ACT belongs to what is known as the ‘third wave’ of behavioural therapies – also known as mindfulness based interventions or (MBIs). These came in to prominence in the late 1980’s and 90s and includes: Mindfulness Based Cognitive Therapy (MBCT) and Dialectic Behaviour Therapy (DBT).

ACT (Acceptance and Commitment Therapy) is pronounced as the word ‘act’ for good reason. It’s about taking action. It was developed in the USA by psychologist Steve Hayes, along with his colleagues Kelly Wilson and Kirk Strosahl. The original body of work has been further developed and expanded by others, including Dr Russ Harris who has authored a number of well-respected books including the self-help guide ‘The Happiness Trap’.

Steve Hayes, describes ACT as an ‘oddly counterintuitive model of work’. It can be engaging and playful and teaches us skills to handle unwanted and painful thoughts and feelings in a way in which they have far less significance or negative affect. Mindfulness skills are brought into play here.

It also takes the view that, irrespective of the number of symptoms we have, or how serious those are, provided that we respond to them in a mindful way we will feel happier and better able to function. Unwanted symptoms do ‘miraculously’ tend to reduce, even though this is not the primary aim!

ACT has been scientifically researched and proven to be effective in helping people with a wide range of issues including: anxiety, depression and chronic pain. Even those with severe psychiatric disorders including schizophrenia have gained remarkable benefit. It has also produced similarly high levels of success with some of the less serious conditions which we may encounter in our day-to-day work, such as smoking cessation, weight reduction and reducing stress. The high level of supporting scientific evidence has ensured that ACT has grown in popularity as a form of psychological treatment around the world.

30 years in the making

The original development of ACT was around 30 years ago and yet it was not until nearer to 10 years ago when it began to find its current high level of popularity. There are a number of reasons for this delayed enthusiasm.

30 years ago ACT seemed to fly in the face of conventional psychological theory in the sense that most approaches aimed to reduce unwanted symptoms. ACT takes a different approach and one that is much more focussed in the idea that quality of life is primarily dependent upon mindful, values-guided action.
ACT is mindfulness based intervention and 30 years ago these were in their infancy and seen as a little way out!
The original writings on ACT were peer reviewed as being ‘overly complex’. Heavy on rather complicated theory but light on practicalities.

The ACT acronym.

ACT is sometimes seen as a rather large model but the real beauty of it is the way that it can be simplified and easily explainable.

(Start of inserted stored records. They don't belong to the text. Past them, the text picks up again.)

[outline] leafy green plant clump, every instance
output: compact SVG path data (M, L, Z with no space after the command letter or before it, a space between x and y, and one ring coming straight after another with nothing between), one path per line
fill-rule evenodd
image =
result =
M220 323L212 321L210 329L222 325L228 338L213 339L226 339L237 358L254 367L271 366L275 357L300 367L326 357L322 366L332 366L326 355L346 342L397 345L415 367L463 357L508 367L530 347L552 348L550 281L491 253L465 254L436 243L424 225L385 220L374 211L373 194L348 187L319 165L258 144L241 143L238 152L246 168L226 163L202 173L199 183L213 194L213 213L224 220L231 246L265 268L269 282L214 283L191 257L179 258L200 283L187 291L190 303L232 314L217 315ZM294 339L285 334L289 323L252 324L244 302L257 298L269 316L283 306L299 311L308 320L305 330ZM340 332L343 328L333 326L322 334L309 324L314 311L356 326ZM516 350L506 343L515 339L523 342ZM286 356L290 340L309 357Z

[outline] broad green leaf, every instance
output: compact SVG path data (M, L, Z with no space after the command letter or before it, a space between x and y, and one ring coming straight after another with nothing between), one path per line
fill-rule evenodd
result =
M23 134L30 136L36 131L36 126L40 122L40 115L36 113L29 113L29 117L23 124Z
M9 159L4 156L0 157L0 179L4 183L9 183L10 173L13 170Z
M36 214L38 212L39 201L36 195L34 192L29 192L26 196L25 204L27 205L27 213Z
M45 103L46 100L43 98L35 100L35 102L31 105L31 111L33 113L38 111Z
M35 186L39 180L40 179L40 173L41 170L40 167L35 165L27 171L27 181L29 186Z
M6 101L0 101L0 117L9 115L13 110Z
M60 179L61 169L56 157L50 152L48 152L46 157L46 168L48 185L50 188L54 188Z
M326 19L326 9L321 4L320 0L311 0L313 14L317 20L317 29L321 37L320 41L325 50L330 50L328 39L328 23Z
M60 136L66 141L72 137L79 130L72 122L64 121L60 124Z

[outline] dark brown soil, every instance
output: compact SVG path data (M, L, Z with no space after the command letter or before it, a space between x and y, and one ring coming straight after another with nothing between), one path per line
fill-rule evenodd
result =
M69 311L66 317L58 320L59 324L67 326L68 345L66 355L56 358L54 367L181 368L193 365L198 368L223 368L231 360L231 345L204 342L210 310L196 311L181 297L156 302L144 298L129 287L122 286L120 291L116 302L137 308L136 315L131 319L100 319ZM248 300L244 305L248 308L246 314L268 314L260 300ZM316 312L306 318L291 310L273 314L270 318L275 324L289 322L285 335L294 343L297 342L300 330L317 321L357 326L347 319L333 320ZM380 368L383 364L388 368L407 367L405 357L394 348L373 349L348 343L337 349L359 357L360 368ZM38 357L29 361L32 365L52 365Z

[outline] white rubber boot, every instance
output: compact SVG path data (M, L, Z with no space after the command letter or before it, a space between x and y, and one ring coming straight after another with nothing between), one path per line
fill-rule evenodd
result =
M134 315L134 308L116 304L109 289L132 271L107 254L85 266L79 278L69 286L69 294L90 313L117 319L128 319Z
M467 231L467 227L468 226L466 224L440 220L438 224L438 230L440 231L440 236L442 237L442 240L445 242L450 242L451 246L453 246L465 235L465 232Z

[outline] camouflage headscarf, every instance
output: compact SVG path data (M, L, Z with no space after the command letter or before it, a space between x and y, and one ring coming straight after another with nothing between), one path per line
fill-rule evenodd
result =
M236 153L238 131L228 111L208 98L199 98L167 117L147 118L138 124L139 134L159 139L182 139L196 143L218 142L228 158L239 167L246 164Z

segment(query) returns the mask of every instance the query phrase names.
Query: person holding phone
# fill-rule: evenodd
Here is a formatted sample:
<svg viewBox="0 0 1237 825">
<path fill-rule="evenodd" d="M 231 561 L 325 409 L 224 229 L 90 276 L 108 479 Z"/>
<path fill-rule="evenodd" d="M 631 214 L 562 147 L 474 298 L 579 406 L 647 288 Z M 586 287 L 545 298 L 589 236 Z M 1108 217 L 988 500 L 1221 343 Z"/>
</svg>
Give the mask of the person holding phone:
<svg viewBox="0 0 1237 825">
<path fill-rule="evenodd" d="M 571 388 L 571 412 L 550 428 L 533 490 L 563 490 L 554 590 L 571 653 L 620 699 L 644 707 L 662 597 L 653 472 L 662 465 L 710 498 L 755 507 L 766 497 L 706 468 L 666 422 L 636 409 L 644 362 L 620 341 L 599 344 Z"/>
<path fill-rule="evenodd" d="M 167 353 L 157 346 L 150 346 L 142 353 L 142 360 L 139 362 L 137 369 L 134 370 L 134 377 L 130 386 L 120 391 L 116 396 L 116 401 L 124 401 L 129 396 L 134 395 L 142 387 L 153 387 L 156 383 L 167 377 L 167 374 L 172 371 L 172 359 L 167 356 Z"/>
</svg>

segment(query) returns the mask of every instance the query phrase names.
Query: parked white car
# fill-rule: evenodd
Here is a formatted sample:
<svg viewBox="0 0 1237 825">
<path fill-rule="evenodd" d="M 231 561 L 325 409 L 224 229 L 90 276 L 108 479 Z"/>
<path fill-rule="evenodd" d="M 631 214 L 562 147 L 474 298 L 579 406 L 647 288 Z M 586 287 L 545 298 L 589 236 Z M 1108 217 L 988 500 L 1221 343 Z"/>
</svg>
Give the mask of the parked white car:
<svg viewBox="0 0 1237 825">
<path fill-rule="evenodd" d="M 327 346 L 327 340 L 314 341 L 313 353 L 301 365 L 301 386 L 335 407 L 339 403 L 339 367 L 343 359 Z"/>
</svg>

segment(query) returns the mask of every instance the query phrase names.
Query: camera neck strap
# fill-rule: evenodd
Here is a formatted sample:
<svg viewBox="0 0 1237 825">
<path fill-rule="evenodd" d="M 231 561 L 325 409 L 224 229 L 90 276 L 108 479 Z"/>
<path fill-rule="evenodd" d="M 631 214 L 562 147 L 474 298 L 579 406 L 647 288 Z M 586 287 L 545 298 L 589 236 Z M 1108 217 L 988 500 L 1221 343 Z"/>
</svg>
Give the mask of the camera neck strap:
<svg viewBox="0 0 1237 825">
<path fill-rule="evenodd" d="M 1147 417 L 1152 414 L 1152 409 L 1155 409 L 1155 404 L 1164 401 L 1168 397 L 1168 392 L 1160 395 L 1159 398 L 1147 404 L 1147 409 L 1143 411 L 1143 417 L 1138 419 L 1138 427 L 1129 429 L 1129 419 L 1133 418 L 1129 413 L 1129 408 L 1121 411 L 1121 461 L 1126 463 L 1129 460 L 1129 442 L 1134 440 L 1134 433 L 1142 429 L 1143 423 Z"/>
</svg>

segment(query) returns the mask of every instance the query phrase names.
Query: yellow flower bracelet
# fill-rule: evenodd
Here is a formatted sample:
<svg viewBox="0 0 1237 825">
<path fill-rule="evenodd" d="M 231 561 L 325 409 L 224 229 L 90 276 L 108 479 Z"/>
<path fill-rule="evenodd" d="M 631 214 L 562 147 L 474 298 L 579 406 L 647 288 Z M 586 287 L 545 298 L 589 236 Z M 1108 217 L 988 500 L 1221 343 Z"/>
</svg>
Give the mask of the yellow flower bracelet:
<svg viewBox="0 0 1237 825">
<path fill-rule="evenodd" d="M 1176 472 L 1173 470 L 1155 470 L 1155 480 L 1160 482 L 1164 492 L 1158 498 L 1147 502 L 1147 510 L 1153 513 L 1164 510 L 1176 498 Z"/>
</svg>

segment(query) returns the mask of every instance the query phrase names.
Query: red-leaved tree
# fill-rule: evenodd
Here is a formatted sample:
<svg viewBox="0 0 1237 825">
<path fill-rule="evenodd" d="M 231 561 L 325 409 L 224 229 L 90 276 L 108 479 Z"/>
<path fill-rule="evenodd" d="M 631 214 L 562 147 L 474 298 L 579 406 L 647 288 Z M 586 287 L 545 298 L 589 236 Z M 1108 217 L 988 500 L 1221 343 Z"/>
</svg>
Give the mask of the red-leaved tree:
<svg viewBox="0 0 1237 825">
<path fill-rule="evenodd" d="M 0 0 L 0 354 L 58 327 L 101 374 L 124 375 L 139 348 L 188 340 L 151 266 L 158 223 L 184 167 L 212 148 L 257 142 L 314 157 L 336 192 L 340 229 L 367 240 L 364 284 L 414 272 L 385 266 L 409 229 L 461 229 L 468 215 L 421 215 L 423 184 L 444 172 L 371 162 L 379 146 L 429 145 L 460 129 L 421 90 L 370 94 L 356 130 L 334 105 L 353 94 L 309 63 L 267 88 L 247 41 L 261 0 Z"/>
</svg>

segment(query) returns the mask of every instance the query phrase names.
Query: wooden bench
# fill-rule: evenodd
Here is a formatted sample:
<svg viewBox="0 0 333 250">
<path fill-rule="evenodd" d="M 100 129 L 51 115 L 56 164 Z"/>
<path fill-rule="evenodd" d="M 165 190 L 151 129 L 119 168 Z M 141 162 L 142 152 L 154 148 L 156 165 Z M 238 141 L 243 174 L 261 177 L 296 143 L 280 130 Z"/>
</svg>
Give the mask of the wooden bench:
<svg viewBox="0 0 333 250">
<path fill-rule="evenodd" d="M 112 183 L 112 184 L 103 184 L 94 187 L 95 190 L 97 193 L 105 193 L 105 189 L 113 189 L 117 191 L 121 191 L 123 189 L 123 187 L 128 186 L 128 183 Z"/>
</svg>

A = Accept your thoughts and feelings and be present

C = Choose a valued direction

T = Take action!

Key themes for ACT include developing psychological flexibility, encouraging self-awareness and examining beliefs and values. Here we encourage our clients, rather like we would in a coaching exercise to explore their innermost beliefs and values. What would they live and die for? What would they say is their life purpose? Translating this into a behavioural context, what qualities of ongoing action matter? How do clients want to behave on an ongoing basis?

Clients are taught how to ‘defuse’, or separate from their unwanted thoughts, emotions and mental pictures. They learn how to observe them more passively or step back and view them from a distance, rather like clouds passing by in the sky. ACT employs a number of different styles of metaphor, which are often a great way of teaching clients in an indirect and more acceptable manner.